In the fall of 2008, I returned to Saint Louis. It was nice to be with Sara again and sleep in my own bed. After some rest, I started to apply for jobs. But since I was leaving for the PhD program in just a few months, nobody wanted to hire me - even retail stores. So I ended up working for the one job that ended at the time I needed to leave: Barack Obama's presidential campaign. It was a fun and meaningful job. Especially on election night when all of the stress, work, and conversations paid off. I got to be an intimate part of that historical election. And thanks to my sister, I also got to go to Obama's inauguration in Washington DC. It was a great way to mark that transition in my life - and celebrate the newest sign of progress in the USA.
Then Sara hit a bump. The HR director of an unnamed school district had hired Sara for a special education job - and then just before we moved down to Texas that same person said that the job was no longer available. So we lived apart for a month. Sara in Saint Louis and me in Texas. Big mistake. It was way too expensive to do that. So, I had to delay enrollment in the PhD program (again) and move back to Saint Louis (again). While I enjoyed being a PhD student for a few weeks, it was definitely the right decision to come back to STL.
At that point, I decided that I needed other options in case Sara didn't get a job. After talking with a few mentors and colleagues, I decided that congregational ministry or chaplaincy would be good avenues for me to explore. So I sent out my profile to a few congregations and applied to several chaplaincy residencies. It seemed like the PhD option was over.
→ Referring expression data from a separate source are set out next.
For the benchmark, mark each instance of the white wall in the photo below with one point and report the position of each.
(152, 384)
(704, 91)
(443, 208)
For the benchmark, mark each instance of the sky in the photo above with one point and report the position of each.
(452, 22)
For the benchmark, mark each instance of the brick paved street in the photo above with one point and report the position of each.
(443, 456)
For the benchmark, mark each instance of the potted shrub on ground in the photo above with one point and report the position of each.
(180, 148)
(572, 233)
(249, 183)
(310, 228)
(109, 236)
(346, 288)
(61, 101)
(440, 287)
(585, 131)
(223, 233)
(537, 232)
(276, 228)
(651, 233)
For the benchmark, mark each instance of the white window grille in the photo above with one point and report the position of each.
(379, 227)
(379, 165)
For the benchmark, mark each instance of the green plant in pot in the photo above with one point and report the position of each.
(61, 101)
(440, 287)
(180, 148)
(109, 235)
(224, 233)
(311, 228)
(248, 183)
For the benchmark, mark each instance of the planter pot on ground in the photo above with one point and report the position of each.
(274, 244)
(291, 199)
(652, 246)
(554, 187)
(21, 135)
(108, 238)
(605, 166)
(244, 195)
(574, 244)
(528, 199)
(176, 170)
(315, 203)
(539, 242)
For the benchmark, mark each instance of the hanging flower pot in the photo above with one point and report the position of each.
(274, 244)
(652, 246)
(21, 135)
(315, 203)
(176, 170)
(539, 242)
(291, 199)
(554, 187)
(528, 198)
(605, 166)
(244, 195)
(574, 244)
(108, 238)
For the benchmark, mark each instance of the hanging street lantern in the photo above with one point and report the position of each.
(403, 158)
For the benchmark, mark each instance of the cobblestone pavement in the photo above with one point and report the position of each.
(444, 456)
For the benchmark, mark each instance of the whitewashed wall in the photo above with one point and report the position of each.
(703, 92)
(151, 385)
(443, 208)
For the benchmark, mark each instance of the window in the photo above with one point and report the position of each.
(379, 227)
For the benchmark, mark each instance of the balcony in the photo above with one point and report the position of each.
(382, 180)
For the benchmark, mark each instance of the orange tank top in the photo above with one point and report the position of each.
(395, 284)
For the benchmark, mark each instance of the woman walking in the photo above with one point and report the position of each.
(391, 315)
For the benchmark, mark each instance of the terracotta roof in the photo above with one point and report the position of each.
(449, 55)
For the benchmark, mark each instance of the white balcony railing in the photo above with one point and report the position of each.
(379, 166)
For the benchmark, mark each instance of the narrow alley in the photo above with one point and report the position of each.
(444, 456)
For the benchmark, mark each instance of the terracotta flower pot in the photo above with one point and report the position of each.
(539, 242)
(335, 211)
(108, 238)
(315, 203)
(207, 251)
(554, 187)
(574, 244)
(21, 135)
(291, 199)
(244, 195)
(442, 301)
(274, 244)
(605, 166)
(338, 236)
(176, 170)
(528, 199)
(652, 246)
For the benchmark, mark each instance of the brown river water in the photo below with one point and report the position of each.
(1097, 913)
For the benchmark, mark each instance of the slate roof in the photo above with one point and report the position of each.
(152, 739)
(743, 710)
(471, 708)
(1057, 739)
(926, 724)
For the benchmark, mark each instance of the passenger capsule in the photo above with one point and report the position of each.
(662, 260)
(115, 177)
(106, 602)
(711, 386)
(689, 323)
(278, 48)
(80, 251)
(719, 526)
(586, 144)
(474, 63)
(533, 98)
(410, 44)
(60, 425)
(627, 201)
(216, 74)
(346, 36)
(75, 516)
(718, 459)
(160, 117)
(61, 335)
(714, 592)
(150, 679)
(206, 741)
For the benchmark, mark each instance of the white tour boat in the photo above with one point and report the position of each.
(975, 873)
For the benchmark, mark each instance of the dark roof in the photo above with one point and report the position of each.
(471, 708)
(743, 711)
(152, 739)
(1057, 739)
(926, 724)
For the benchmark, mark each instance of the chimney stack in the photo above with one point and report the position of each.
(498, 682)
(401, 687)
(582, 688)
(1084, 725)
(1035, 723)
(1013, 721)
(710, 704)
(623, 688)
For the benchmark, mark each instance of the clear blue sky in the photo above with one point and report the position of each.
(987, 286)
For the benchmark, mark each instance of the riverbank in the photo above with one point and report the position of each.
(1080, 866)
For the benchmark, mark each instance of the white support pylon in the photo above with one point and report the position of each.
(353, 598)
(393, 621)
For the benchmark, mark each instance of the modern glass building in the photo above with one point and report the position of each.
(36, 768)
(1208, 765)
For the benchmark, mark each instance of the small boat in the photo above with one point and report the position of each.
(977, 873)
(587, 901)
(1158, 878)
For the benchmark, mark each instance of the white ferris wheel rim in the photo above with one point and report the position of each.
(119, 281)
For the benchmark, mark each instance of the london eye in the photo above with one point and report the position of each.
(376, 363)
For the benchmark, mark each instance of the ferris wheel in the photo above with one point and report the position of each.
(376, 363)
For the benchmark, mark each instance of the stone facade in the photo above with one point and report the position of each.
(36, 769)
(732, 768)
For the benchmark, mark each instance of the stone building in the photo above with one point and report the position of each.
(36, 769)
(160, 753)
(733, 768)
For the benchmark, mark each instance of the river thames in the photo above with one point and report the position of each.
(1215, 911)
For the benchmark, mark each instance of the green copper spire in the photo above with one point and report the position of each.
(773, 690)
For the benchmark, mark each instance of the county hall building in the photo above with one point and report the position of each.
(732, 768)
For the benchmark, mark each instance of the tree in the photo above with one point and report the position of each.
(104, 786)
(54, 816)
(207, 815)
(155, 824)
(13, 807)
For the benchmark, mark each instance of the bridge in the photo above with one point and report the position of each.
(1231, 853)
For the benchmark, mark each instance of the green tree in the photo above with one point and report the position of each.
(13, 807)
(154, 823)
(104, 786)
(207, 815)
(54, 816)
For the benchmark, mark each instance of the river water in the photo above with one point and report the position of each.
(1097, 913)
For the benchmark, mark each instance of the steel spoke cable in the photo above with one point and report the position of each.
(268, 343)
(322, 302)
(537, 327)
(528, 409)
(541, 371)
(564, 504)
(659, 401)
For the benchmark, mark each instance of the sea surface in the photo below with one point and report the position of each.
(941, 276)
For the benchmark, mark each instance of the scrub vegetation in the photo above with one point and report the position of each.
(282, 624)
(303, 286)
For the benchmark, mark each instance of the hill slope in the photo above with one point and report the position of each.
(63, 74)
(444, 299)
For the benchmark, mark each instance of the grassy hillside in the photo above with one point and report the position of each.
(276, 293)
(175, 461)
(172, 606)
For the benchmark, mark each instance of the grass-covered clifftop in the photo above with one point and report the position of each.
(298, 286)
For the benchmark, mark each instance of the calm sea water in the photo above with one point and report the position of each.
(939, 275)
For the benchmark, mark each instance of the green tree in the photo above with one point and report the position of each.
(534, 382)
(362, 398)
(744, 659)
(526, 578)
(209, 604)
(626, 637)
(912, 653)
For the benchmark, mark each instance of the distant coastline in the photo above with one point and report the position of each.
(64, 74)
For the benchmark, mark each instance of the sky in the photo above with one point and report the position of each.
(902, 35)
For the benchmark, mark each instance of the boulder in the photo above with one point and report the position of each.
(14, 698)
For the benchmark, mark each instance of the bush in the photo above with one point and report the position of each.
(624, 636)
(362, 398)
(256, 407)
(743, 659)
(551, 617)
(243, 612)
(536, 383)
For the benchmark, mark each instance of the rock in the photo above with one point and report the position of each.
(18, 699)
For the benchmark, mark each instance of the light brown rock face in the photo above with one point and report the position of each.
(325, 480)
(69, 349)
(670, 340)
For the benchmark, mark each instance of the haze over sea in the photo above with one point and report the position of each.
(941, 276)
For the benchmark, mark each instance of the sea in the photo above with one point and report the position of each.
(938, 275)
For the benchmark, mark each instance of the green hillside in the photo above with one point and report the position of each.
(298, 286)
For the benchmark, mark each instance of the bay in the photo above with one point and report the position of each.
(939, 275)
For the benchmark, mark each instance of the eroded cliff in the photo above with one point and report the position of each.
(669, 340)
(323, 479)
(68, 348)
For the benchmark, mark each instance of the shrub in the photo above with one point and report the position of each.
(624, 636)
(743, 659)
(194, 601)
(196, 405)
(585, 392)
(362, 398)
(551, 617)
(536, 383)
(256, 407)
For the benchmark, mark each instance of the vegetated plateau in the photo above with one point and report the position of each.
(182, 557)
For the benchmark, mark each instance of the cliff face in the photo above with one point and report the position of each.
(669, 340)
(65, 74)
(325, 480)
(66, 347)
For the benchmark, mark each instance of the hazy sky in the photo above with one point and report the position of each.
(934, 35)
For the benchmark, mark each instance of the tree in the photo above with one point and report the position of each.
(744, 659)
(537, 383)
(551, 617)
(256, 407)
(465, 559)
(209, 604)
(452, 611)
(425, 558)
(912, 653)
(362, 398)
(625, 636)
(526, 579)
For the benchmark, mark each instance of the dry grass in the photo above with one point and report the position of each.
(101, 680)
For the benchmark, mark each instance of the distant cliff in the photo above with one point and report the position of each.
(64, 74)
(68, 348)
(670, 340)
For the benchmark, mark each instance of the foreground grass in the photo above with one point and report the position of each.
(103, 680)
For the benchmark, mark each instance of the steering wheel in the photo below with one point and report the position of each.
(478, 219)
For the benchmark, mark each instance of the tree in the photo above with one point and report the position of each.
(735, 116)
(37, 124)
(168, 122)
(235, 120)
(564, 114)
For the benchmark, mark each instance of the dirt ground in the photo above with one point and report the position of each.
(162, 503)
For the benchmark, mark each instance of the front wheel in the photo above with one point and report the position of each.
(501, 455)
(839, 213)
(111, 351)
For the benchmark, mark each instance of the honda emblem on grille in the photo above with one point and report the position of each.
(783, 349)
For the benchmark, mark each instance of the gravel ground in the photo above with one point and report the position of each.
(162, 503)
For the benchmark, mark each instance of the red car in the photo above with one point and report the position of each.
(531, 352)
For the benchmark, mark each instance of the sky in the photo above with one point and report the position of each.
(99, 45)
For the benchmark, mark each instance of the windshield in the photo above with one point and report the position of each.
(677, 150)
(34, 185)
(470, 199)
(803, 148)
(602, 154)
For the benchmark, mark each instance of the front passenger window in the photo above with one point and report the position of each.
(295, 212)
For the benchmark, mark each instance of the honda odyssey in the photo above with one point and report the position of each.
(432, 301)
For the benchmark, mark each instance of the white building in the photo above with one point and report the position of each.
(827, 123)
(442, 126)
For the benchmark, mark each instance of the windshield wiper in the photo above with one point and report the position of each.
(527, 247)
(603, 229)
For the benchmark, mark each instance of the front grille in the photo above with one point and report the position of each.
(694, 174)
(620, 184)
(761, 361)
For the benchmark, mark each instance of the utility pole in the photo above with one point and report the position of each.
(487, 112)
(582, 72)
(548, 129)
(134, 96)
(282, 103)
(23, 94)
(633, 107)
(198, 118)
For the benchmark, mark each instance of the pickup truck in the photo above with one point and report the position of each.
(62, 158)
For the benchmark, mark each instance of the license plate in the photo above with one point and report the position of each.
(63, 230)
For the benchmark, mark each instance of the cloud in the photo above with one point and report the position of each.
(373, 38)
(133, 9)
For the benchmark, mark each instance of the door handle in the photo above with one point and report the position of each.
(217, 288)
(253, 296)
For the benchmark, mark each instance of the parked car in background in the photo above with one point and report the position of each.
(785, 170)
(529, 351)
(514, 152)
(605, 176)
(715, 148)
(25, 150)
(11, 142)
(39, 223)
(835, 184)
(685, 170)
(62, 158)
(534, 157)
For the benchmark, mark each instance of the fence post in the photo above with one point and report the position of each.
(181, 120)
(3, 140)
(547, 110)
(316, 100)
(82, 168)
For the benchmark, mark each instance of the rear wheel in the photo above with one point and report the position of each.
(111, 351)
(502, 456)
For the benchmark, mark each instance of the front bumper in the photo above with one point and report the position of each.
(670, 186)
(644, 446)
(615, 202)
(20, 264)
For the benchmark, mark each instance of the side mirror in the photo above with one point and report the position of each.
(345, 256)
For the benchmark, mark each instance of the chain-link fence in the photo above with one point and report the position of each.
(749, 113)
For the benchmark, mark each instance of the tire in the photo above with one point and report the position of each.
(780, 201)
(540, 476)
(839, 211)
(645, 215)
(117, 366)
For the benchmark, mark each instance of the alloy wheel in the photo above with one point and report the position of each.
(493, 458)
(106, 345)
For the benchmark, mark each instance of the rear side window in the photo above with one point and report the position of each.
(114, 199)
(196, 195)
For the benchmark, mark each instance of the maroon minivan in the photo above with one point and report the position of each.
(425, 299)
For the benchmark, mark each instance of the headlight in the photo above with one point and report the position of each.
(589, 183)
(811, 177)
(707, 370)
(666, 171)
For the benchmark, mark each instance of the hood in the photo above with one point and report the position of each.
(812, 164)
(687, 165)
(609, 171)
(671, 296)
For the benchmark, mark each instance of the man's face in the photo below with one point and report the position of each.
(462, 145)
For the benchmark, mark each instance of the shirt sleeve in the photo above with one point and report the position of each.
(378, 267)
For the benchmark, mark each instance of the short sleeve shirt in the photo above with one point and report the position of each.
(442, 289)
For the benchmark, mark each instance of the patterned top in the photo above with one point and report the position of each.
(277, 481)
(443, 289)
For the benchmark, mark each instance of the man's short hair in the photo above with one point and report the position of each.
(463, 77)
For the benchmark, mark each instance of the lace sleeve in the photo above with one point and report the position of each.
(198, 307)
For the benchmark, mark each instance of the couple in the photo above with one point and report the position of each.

After I had some excellent conversations - and a near "call" to a ministry context - Sara got the news on August 4th, 2009 that she was hired in Texas as a special education teacher. It was a shock. We had grieved the PhD option and moved on. It seemed like I should pursue vocational ministry for a few years and then re-apply to a few PhD programs. But suddenly we found ourselves back on the original plan.
The prospect of moving to Texas sent us reeling. It was an unexpected change of plans. Could we afford to move to Texas after everything that happened this past year? Could we afford living in a wealthy suburban area? Would the financial investment in the PhD program yield fruitful vocational dividends? (I learned that many people with PhDs in theology are having difficultly finding teaching jobs.) Would we be able to raise a family? Would be want to live that far from family? Strangely, these questions kept leading us away from Texas. And away from the PhD plan. What was going on?
Our big dream had changed. No longer did I want to do a PhD in Texas. No longer did Sara have interest in teaching at a huge school in Texas. We both agreed that being near our families in Iowa and raising a family of our own was more important than our grand vocational goals. We wanted to be in Iowa. That was our new dream. And as soon as we started trying to make our new dream into a reality, everything came together beautifully. Sara got a job in a mental health classroom. I got a job in a behavior disorder classroom. We got a 30% discount on a one way U-Haul truck. We moved to Iowa. Got an apartment. Started our new jobs. And before we knew it, we were Iowans again. Close to family. Close to the Hawkeyes. Close to rivers and lakes. Close to perfect!
We're now living our new dream. We took the long way around, but we're glad to be settled in good ol' Iowa!